Using the `weather_station_id`, create a new dataframe called `weather_bin` where <p> `weather.STA == weather_station_id`

In [None]:
# Complete the code below
weather_bin = 
## Convert the date column to datetime object
weather_bin["Date"] = 

In [None]:
# Now, let's visualise the mean temperature of the Bindukuri location
plt.figure(figsize=(22,10))
plt.plot(weather_bin.Date,weather_bin.MeanTemp)
plt.title("Mean Temperature of Bindukuri Area")
plt.xlabel("Date")
plt.ylabel("Mean Temperature")
plt.show()

* As you can see, we have temperature measurement from 1943 to 1945.
* Temperature ossilates between 12 and 32 degrees.
* Temperature of winter months is colder than temperature of summer months.

### Let's select USA from the attack country, and Burma as target, and City of target as Katha

Reload the <u>operations</u> data as `aerial`

In [None]:
# Load the data here
aerial = pd.read_csv("")

# Let's look at the data.
aerial.head()

Create a new column called year by getting the year of attack from the "Mission Date" column.
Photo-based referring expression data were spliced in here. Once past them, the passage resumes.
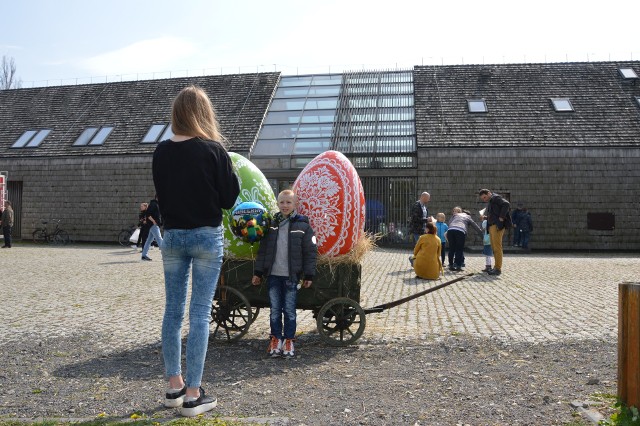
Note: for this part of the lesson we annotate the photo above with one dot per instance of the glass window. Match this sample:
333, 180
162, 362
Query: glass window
322, 91
154, 133
278, 131
278, 147
86, 136
319, 116
628, 73
477, 105
562, 104
101, 136
291, 92
295, 81
322, 103
287, 104
326, 80
37, 139
283, 117
22, 140
315, 131
311, 146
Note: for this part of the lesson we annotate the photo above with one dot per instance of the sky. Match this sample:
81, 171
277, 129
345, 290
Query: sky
71, 42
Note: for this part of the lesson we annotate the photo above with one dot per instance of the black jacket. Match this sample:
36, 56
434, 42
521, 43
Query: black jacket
498, 208
302, 250
153, 211
417, 219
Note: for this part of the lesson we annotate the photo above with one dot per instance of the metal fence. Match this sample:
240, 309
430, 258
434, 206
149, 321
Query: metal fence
388, 203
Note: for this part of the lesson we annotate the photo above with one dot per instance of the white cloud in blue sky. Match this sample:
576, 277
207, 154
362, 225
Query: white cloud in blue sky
69, 39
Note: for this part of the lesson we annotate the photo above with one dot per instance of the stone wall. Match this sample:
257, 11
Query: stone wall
95, 197
558, 186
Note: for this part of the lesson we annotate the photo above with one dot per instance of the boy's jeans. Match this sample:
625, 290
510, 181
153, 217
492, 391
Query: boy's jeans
154, 234
201, 250
283, 294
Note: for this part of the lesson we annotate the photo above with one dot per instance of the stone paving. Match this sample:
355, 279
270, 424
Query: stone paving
50, 291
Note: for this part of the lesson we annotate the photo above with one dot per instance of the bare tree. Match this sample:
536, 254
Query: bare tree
8, 78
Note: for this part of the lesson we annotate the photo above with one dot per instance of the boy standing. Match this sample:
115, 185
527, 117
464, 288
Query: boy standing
287, 254
442, 233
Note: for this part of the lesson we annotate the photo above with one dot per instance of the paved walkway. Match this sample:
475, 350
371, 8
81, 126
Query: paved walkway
58, 291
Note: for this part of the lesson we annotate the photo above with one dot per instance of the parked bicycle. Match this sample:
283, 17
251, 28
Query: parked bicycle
125, 235
57, 236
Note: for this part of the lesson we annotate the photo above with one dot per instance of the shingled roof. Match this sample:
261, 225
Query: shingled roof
241, 101
520, 112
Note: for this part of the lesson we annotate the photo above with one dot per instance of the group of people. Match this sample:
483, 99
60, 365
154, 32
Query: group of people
433, 235
194, 182
6, 221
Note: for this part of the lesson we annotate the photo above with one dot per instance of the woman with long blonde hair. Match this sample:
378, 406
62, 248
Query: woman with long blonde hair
194, 181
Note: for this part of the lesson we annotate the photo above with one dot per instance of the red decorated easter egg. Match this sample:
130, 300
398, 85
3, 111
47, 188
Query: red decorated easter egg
330, 193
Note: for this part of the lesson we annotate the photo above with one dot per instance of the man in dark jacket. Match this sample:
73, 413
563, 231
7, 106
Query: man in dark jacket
153, 217
287, 255
498, 217
419, 215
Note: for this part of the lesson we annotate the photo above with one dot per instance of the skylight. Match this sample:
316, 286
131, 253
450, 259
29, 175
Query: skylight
562, 104
93, 136
477, 105
31, 138
628, 73
158, 132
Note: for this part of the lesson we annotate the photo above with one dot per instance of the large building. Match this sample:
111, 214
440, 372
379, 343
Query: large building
563, 139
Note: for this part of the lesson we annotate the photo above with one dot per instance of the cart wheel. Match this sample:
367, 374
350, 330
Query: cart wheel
341, 321
254, 313
231, 313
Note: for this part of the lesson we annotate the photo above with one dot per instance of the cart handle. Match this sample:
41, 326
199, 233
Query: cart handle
395, 303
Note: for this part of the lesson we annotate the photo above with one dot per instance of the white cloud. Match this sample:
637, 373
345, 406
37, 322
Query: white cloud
145, 56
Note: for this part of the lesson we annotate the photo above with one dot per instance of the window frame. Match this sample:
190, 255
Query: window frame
477, 101
38, 135
94, 139
557, 108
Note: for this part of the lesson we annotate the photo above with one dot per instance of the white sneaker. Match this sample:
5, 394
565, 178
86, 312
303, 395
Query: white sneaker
287, 348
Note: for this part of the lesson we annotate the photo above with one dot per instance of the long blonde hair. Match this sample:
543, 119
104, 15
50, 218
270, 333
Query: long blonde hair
192, 114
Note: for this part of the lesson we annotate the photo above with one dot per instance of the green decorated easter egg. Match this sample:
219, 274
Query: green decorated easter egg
253, 187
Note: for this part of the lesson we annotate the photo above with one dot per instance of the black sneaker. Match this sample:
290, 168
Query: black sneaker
192, 407
174, 397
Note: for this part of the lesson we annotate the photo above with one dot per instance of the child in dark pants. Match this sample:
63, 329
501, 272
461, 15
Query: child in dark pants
442, 233
286, 255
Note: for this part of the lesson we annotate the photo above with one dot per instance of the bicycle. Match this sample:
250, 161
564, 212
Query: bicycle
58, 236
125, 234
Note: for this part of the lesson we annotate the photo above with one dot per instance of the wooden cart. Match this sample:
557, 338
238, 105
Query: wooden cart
334, 299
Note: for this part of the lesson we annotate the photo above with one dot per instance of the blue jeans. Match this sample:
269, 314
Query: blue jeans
201, 251
456, 240
283, 294
154, 234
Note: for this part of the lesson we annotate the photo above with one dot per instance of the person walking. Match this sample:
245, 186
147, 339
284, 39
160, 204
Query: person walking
456, 236
152, 216
419, 216
194, 181
7, 223
498, 218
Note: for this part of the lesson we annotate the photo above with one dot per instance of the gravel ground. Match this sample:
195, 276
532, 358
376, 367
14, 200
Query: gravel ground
451, 380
Filter only after year 1943.

In [None]:
aerial["year"] = [ each.split("/")[2] for each in aerial["Mission Date"]]
aerial["month"] = [ each.split("/")[0] for each in aerial["Mission Date"]]
aerial = aerial[aerial["year"]>="1943"]
aerial = aerial[aerial["month"]>="8"]

For each of the date of attack in `Mission Date`, get the MeanTemp of the city of that date from `weather_bin` dataframe. 

In [None]:
# Create 2 vector, one for MeanTemp, one for Date of attack.
meantemp_list = []
date_of_attack = []

# Now find date of attack, and meanTemp of that day
for each in aerial_war["Mission Date"]:
    dummy = weather_bin[weather_bin.Date == each]
    meantemp_list.append(dummy["MeanTemp"].values)
aerial_war["dene"] = liste
for each in aerial_war.dene.values:
    date_of_attack.append(each[0])

Visualise the Mean temperature on the day of the attacks.


In [None]:
# Create a trace
trace = go.Scatter(
    x = weather_bin.Date,
    mode = "lines",
    y = weather_bin.MeanTemp,
    marker = dict(color = 'rgba(16, 112, 2, 0.8)'),
    name = "Mean Temperature"
)
trace1 = go.Scatter(
    x = aerial_war["Mission Date"],
    mode = "markers",
    y = date_of_attack,
    marker = dict(color = 'rgba(16, 0, 200, 1)'),
    name = "Bombing temperature"
)
layout = dict(title = 'Mean Temperature --- Bombing Dates and Mean Temperature at this Date')
data = [trace,trace1]

* Green line is mean temperature that is measured in Bindukuri.
* Blue markers are bombing dates and bombing date temperature.
* As it can be seen from plot, USA bomb at high temperatures.
    * The question is that can we predict future weather and according to this prediction can we know whether bombing will be done or not.
    * In order to answer this question lets first start with time series prediction.